Another study conducted in 1996 collected data from 357 employees, 93 managers, and archival records for 60 teams in a financial services organization. Team characteristics were measured with questionnaires completed by employees and managers. Effectiveness measures included immediate manager judgments at two points in time, senior and peer manager decisions, employee judgments, and archival records of employee satisfaction and performance appraisals. Results were similar to previous findings in that most team characteristics were related to most effectiveness criteria. Relationships were strongest for process characteristics, followed by job design, context, interdependence, and other features. Further, work units on single-team identity were higher on many team characteristics and effectiveness measures.
This paper investigates the relationship between a measure of workgroup characteristics and subjective and objective group performance measures. To assess the relationship between the workgroup characteristics and performance, accurate performance data and manager ratings were collected for customer service workgroups that completed the estimate. Correlational analyses provided a relationship between specific workgroup characteristics and various performance measures. In addition, a factor analysis of the measure delivered a more economical set of dimensions that were also related to the criterion measures. The results are discussed in terms of the factors related to workgroup effectiveness and their relevance to workgroups in various types of organizations.
Six hundred fifty-two employees composing 51 work teams participated in a study examining relationships among team composition (ability and personality), team process (social cohesion), and team outcomes (team viability and team performance). Mean, variance, minimum, and maximum were four scoring methods used to operationalize the team composition variables to capture the team members’ characteristics. Concerning composition variables, teams higher in general mental ability (GMA), conscientiousness, agreeableness, extraversion, and emotional stability received higher supervisor ratings for team performance. Groups higher in GMA, extraversion, and emotional stability received higher supervisor ratings for team viability. Results also show that extraversion and emotional stability were associated with team viability through social cohesion. Implications and future research needs are discussed.
Self-managing work team effectiveness is defined as high performance and employee quality of work life. Drawing on different theoretical perspectives, including work design, self-leadership, sociotechnical, and participative management, four variables are theorized to predict self-managing work team effectiveness: group task design, encouraging supervisor behaviors, group characteristics, and employee involvement context. Data is collected from both a set of self-managing and traditionally managed teams from a large telephone company and the model is tested with structural equations modeling. Support is found for hypotheses concerning group task design, group characteristics, and employee involvement context, but not encouraging supervisory behaviors.
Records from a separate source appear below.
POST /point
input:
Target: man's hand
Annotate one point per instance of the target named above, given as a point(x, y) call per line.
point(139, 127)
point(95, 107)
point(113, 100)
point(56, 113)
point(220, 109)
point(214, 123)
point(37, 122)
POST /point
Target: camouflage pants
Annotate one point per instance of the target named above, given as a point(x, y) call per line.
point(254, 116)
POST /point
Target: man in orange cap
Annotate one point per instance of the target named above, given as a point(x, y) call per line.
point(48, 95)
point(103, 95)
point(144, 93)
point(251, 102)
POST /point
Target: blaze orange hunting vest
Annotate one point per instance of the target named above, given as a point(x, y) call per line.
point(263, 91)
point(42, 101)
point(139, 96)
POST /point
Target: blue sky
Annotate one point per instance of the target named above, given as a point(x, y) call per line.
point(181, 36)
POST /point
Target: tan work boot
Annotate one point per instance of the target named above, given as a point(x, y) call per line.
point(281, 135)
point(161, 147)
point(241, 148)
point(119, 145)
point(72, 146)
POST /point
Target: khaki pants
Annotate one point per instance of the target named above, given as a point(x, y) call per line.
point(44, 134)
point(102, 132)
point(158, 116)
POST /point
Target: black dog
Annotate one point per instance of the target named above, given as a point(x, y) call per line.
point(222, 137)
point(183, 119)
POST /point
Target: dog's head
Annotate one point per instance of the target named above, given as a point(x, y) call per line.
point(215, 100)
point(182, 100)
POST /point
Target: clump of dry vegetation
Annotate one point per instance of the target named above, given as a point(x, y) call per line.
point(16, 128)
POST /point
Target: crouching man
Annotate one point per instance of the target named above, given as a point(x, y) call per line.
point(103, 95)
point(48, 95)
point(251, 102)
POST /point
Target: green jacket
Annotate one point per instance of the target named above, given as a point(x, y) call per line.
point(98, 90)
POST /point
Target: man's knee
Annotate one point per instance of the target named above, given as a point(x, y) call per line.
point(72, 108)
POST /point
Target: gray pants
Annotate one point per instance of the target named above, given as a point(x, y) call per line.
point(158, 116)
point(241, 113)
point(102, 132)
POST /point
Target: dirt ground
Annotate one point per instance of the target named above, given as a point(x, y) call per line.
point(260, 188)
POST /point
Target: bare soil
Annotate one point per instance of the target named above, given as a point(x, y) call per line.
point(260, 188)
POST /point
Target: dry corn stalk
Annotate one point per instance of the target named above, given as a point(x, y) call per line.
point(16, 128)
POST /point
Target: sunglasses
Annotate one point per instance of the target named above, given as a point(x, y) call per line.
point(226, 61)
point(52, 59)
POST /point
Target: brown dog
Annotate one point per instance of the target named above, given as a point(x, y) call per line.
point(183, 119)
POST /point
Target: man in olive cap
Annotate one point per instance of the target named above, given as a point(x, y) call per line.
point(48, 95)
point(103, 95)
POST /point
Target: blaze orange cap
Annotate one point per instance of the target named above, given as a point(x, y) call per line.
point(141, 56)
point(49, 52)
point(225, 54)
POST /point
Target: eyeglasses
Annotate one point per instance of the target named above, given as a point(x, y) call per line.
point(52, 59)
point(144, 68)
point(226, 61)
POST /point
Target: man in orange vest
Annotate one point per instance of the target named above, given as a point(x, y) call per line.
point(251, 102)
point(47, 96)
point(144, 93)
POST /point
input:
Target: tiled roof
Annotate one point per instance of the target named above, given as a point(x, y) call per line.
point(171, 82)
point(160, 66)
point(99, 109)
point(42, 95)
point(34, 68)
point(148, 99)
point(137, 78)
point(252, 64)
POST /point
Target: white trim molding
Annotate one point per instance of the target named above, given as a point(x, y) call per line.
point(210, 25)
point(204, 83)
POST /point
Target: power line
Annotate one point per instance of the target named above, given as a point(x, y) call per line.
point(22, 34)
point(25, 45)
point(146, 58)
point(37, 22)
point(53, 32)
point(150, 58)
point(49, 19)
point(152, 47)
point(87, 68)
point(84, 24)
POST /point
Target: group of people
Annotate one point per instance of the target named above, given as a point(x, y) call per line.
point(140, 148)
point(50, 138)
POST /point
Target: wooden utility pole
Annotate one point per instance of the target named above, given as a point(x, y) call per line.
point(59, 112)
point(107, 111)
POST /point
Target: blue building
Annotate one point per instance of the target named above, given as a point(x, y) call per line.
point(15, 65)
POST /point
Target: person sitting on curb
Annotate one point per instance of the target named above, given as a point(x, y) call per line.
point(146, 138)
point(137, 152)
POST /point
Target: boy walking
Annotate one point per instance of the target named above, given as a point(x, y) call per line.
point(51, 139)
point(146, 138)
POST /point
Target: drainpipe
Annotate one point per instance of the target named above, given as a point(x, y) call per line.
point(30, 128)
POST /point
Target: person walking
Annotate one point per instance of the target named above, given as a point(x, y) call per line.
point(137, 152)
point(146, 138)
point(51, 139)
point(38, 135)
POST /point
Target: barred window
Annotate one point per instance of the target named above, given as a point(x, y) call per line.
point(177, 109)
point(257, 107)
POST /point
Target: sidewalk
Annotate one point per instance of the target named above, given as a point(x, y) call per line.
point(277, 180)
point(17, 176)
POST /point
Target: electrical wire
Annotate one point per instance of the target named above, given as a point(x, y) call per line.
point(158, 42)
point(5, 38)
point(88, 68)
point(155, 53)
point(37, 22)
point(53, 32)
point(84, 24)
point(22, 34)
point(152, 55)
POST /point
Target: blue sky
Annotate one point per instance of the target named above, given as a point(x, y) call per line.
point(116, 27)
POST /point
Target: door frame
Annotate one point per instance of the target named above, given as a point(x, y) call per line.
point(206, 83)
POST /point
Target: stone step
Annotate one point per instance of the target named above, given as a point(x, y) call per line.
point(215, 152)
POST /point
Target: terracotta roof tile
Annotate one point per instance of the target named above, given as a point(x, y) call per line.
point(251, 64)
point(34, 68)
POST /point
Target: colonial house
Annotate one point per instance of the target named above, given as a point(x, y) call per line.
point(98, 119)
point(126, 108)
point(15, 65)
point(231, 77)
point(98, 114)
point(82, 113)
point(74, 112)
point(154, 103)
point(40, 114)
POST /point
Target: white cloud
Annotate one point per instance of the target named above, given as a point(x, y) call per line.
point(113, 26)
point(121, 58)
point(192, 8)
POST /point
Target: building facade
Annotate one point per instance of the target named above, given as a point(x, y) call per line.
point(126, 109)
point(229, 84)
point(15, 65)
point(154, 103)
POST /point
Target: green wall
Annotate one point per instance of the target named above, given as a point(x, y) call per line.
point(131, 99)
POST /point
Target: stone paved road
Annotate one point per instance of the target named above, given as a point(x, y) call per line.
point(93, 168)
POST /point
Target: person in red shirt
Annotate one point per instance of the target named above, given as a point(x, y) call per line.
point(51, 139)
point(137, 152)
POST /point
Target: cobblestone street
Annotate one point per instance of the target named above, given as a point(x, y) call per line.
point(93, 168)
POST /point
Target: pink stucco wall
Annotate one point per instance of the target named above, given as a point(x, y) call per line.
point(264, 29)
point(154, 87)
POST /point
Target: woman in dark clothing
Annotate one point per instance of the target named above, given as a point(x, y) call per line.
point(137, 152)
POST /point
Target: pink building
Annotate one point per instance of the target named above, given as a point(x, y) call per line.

In this study, the authors investigated the relationship between work team effectiveness and two distinct aspects of the personality composition of teams: (a) the average level of a given trait within a team referred to as team personality elevation (TPE), and (b) the variability or differences in personality traits found within a team, or team personality diversity (TPD). Retail assistants (N = 328) working in 82 teams were assessed on a broad range of traits organized around the Big Five personality factors framework. Across the set of Big Five traits, TPE and TPD predicted unique variance in ratings of team job performance. For each specific trait of the Big Five, either TPE or TPD predicted team performance. TPE was positively related to team performance for conscientiousness, agreeableness, and openness to experience; TPD of extraversion and emotional stability was positively associated with team performance.
Conclusion
It is in the greatest interest of employers to find that magic formula of choosing the best employees and group them to reach greater effectiveness. The best characteristics combined lead to greater productiveness and, that way, higher income for the company. This is the thing which will be researched even more in the future.